Strongly first order melting of a two dimensional molecular solid

TL;DR

This study uses computer simulations to explore the melting behavior of a two-dimensional molecular solid, revealing a strongly first-order transition and complex defect structures, contrasting with traditional theories.

Contribution

It provides new insights into the melting of 2D molecular solids, showing a one-step first-order transition and complex defect behavior, which differ from atomic system studies.

Findings

First-order melting transition observed for both crystalline phases.

Rich phase diagram including honeycomb and oblique solids.
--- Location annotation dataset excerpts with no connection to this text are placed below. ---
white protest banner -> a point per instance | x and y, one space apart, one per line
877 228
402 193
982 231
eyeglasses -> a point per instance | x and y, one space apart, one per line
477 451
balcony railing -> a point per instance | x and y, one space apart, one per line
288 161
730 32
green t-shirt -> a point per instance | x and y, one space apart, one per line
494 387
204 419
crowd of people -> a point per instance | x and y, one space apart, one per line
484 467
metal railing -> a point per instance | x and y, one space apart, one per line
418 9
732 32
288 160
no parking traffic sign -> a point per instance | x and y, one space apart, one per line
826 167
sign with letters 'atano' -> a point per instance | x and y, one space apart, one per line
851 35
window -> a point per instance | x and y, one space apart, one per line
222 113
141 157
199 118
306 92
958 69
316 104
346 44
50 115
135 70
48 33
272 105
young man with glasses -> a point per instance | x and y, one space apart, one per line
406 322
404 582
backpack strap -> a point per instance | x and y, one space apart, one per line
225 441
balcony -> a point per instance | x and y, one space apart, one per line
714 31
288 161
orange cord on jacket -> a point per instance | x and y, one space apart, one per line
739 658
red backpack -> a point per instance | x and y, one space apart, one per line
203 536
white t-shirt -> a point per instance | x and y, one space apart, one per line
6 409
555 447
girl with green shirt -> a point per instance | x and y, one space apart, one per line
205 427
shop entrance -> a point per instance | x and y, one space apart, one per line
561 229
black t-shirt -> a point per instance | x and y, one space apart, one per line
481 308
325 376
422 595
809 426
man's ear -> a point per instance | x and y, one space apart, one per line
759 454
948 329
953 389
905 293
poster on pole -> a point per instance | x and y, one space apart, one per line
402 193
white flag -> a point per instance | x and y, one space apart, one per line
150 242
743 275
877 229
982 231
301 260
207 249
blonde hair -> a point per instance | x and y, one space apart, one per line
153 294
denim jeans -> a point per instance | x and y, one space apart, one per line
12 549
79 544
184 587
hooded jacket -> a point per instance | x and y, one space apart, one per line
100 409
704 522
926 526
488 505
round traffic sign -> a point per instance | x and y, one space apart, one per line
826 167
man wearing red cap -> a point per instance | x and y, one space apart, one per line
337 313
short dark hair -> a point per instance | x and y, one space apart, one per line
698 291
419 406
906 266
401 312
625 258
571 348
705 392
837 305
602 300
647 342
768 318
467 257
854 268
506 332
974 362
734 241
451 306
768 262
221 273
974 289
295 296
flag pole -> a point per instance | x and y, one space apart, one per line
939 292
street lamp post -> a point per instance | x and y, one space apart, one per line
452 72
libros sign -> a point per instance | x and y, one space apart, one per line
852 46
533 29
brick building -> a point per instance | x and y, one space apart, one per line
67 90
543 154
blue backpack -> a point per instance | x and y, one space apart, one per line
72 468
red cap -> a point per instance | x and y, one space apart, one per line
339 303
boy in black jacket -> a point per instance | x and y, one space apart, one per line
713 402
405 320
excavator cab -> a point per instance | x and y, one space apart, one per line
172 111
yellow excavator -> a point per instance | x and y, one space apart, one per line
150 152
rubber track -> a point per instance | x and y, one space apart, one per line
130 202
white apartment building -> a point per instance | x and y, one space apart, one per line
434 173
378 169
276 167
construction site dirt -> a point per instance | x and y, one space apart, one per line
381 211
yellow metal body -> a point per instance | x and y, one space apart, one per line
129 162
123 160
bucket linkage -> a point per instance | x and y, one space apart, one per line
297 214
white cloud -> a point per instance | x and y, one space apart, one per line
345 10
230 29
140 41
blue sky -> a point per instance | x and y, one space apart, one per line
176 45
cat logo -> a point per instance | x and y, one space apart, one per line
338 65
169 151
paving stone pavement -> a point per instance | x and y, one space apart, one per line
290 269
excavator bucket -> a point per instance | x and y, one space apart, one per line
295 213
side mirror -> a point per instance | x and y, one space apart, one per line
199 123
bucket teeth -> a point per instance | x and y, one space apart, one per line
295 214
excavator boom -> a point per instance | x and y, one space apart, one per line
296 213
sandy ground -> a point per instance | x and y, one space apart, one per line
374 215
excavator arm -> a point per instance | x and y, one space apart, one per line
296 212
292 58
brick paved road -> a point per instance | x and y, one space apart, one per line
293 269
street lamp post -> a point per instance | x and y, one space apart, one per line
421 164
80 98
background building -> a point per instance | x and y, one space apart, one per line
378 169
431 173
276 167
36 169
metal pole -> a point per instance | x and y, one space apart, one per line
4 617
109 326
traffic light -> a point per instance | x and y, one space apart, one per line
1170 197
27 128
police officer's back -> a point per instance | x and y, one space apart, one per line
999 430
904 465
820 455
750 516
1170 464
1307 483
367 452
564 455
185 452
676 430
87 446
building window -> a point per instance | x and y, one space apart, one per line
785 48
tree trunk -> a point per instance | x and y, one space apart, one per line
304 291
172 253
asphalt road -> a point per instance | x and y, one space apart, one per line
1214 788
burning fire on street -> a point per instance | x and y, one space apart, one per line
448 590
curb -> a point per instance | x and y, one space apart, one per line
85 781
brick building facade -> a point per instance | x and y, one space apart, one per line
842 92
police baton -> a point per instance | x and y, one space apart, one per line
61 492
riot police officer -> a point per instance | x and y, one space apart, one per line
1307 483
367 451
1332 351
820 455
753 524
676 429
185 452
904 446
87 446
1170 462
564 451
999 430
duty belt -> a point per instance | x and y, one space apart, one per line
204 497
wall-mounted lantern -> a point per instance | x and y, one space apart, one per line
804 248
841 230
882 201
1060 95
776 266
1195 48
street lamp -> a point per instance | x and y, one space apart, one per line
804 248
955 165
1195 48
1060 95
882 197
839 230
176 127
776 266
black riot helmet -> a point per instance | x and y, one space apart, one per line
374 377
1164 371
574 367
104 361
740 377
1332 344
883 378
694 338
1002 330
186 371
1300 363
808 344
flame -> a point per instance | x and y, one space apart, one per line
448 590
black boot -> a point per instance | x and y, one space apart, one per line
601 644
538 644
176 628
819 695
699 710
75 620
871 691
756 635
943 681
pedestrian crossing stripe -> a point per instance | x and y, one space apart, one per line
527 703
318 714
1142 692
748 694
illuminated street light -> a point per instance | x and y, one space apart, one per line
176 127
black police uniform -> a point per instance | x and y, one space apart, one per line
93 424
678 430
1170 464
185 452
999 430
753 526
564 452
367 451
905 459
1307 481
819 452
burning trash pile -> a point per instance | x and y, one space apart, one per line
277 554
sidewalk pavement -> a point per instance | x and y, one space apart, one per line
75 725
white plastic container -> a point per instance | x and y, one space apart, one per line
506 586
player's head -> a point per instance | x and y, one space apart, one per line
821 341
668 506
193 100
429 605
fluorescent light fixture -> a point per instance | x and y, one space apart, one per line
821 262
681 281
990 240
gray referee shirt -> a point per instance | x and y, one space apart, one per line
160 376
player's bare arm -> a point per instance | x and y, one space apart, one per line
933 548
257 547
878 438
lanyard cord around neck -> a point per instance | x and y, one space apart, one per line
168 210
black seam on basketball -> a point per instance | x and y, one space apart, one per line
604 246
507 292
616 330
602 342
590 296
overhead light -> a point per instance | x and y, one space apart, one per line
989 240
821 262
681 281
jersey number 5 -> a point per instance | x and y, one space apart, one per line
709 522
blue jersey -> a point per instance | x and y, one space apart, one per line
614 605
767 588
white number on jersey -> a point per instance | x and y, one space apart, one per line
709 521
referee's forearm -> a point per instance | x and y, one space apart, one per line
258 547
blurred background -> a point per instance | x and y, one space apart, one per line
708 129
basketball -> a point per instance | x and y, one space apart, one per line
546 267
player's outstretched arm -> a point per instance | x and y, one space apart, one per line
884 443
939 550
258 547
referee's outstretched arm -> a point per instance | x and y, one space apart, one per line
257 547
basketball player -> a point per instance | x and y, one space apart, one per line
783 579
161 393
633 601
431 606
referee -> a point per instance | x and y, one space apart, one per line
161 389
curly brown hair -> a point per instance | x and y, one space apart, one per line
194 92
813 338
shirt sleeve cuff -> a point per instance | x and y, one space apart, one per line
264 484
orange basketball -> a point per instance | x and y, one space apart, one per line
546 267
Complex defect structures near melting transition.

Abstract

Melting and freezing transitions in two dimensional systems are known to show highly unusual characteristics. Most of the earlier studies considered atomic systems; the melting behavior in two dimensional molecular solids is still largely unexplored. In order to understand the role of multiple energy and length scales present in molecular systems on nature of melting transition, here we report computer simulation studies of melting of a two dimensional Mercedes-Benz (MB) system. We find that the interplay between the strength of isotropic and anisotropic interactions can give rise to rich phase diagram. The computed solid-liquid phase diagram consists of isotropic liquid and two crystalline phases - honeycomb and oblique. In contradiction to the celebrated KTHNY theory, we observe strongly one step first order melting transitions for both the honeycomb and oblique solids. The defects in both solids and liquids near the transition are more complex compared to the atomic systems.